22. A method of vaccinating an animal, wherein a DIVA pestivirus vaccine is administered to said animal, and wherein said DIVA pestivirus vaccine comprises the chimeric pestivirus of claim 1, further wherein said chimeric pestivirus has at least one E.sup.rns epitope which is not present in wild-type bovine viral diarrhea virus.

23. A method of vaccinating an animal, wherein a DIVA pestivirus vaccine is administered to said animal, and wherein said DIVA vaccine comprises the chimeric pestivirus of claim 1, further wherein said chimeric pestivirus lacks at least one E.sup.rns epitope which is present in wild-type bovine viral diarrhea virus.

24. A method of differentiating between an animal vaccinated with the vaccine of claim 14 and an animal infected with wild type bovine viral diarrhea virus, wherein the animal vaccinated with said vaccine generates antibodies to at least one E.sup.rns epitope which is present in the chimeric pestivirus of said vaccine, but which is not present in wild-type bovine viral diarrhea virus, said method comprising the steps of: a) obtaining a serum sample from the animals; b) assaying said samples for the presence or absence of the antibodies; c) identifying the animal having said antibodies as having been vaccinated with said vaccine; and d) identifying the animal lacking said antibodies as having been infected with the wild type BVDV.

25. A method of differentiating between an animal infected with wild-type bovine viral diarrhea virus and an animal vaccinated with the vaccine of claim 14, wherein the animal infected with wild type bovine viral diarrhea virus generates antibodies to at least one E.sup.rns epitope which is present in wild-type bovine viral diarrhea virus, but which is not present in the chimeric pestivirus of said vaccine, said method comprising the steps of: a) obtaining a serum sample from the animals; b) assaying said samples for the presence or absence of the antibodies; c) identifying the animal having said antibodies as having been infected with the wild type BVDV; and d) identifying the animal lacking said antibodies as having been vaccinated with said vaccine.

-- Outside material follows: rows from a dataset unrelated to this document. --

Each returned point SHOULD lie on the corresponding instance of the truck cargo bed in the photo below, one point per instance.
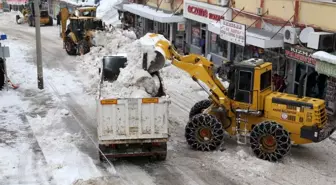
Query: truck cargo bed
(132, 119)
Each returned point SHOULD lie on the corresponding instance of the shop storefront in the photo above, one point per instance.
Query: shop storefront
(326, 64)
(202, 33)
(300, 63)
(147, 19)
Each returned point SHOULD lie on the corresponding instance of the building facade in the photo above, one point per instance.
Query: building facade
(164, 18)
(202, 29)
(303, 33)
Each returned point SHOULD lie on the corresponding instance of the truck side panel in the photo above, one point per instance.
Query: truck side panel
(131, 119)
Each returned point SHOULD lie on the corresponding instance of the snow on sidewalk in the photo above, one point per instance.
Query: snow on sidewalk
(22, 161)
(43, 151)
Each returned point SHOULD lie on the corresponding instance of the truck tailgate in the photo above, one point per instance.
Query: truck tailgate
(133, 118)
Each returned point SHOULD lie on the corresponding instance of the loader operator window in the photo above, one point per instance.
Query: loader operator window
(245, 80)
(244, 87)
(265, 80)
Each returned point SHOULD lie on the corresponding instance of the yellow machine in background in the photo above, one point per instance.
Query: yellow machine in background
(78, 29)
(273, 121)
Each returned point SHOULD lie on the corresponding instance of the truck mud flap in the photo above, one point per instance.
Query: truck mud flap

26. A diagnostic kit for differentiating between an animal vaccinated with a vaccine comprising the chimeric pestivirus of claim 1 and an animal infected with wild type bovine viral diarrhea virus, said kit comprising reagents capable of detecting antibodies to at least one E.sup.rns epitope which is present in the chimeric pestivirus of the vaccine, but which is not present in wild-type bovine viral diarrhea virus.

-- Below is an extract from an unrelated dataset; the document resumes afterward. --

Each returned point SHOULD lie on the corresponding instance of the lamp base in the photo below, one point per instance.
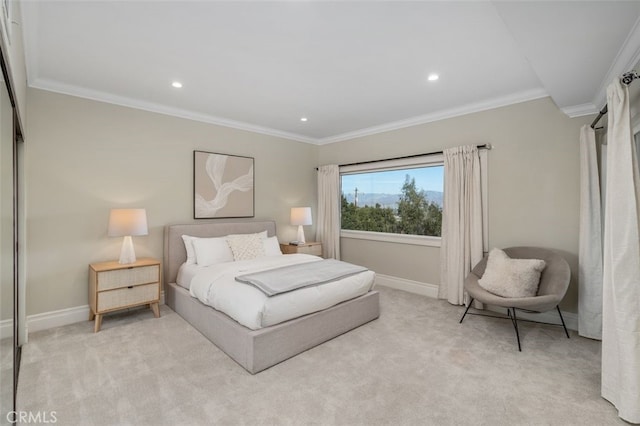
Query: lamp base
(127, 252)
(300, 235)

27. A diagnostic kit for differentiating between an animal infected with wild type bovine viral diarrhea virus and an animal vaccinated with a vaccine comprising the chimeric pestivirus of claim 1, said kit comprising reagents capable of detecting antibodies to at least one E.sup.rns epitope which is present in wild-type bovine viral diarrhea virus, but which is not present in the chimeric pestivirus of the vaccine.

28. An antibody which recognizes an epitope of E.sup.rns which is present in the chimeric pestivirus of claim 1, but which epitope is not present in wild-type bovine viral diarrhea virus.

29. An antibody which recognizes an epitope present in wild-type bovine viral diarrhea virus, but which epitope is not present in the chimeric pestivirus of claim 1.